17 June 2009

Dear Gordon, Love Peter

Sorry Gordon, but this is not one of those affectionate little notes the Mandy sends you on a daily basis.  Oh no, this particular piece will give you good reason to throw another mobile phone at the toaster while you take breakfast with The Times.

Peter Riddell is on heat this morning in his article over the appointment of Simon Lewis:

It doesn’t matter a damn who the Prime Minister’s official spokesman is now. It is already far, far too late for that. Simon Lewis has a reputation as a smooth operator with good contacts. But however good he may be, he will have no more than a marginal impact on the fate of Gordon Brown.

Governments or companies in trouble often blame the messenger and turn to a new one in the hope of turning round their fortunes. This is invariably a false hope.

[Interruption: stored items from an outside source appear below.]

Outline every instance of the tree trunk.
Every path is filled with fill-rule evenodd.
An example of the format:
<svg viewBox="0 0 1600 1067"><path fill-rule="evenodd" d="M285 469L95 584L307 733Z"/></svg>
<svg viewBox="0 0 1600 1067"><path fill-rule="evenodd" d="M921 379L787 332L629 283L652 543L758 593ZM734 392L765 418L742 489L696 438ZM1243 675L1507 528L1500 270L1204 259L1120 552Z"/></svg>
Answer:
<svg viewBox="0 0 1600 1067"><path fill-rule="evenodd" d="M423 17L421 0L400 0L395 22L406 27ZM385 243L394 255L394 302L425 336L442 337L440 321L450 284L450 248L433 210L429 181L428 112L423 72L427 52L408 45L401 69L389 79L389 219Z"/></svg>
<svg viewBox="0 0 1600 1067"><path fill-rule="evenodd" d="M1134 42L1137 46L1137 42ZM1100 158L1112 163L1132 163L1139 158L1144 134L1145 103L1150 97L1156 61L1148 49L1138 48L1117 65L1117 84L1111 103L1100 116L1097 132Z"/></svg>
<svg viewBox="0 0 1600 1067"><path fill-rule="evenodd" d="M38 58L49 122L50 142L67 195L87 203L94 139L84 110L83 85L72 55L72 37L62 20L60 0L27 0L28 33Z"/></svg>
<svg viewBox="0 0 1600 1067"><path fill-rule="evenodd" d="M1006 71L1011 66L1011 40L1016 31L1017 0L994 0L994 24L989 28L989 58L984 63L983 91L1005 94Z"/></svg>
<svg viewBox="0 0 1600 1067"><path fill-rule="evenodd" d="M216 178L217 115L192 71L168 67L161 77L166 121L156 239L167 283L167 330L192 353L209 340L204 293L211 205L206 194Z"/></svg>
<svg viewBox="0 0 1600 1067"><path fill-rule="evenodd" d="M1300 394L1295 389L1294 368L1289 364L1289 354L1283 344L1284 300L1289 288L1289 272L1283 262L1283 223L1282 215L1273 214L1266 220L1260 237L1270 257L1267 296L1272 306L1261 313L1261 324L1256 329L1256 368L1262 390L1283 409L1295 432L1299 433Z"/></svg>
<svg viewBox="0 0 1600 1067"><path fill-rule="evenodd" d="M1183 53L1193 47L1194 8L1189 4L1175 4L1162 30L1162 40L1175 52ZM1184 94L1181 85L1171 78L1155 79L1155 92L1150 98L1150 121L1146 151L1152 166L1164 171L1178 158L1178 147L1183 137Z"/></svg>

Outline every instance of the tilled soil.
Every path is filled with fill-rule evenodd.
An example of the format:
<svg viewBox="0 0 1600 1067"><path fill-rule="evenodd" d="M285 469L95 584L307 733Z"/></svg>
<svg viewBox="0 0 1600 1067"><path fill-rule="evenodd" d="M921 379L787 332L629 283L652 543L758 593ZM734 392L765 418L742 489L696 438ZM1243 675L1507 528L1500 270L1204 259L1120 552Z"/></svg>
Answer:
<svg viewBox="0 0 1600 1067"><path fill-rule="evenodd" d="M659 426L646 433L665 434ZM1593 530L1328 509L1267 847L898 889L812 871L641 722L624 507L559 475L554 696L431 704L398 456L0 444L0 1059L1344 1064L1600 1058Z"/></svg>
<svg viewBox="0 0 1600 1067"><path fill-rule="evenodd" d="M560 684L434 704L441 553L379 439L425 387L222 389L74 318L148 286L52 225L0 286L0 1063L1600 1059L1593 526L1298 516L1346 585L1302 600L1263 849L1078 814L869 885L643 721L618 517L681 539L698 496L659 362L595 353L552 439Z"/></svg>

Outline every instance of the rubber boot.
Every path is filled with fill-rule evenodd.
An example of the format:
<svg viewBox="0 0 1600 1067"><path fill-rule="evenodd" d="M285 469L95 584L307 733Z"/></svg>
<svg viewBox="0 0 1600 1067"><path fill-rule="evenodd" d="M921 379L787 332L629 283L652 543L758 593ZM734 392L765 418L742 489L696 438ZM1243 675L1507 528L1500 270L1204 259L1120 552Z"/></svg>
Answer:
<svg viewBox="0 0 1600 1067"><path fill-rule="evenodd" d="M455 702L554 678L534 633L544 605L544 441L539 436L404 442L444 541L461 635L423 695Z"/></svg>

Mr Lewis and his fellow spinners are under no illusions. They know that no amount of gloss, or spin, can return Britain to boom rather than bust. The danger, however, is that a desperate leader looks to presentational gimmicks to boost their ratings. But most backfire: witness the lack of impact of many of the Government’s stream of initiatives this year.

What Mr Brown needs is not a high-powered new spokesman but a stronger organisation. Jeremy Heywood, the workaholic Downing Street Permanent Secretary, is at the centre of the web of power, but even he cannot co-ordinate everything. E-mails fly around, to and from Mr Brown, but there is no one apart from Mr Heywood to ensure a clear pattern of decisions. That has led to the sense of drift that has damaged the Brown premiership far more than the work of his spokesman.

Spot on.  And if further evidence were needed that all Lewis will be is Mandy's slave, Nick Watt provides it:

His new role comes as Lord Mandelson conducts an informal review of the No 10 media operation. The business secretary identified two weaknesses: the civil service side struggles to offer adequate political protection for the prime minister, while the political side has in the past gone too far in the other direction and been overly partisan.

The appointment of Lewis has been in gestation for months. But Mandelson, who knows him well, will hope he will address the weaknesses.

Lewis’s appointment may well have been made by the civil service, but without Mandy's seal of approval it would not have happened.

Good luck Simon as you spend your days dreaming about life with HMQ.  Don't fret too much, Cameron will be along to rescue you within a few months.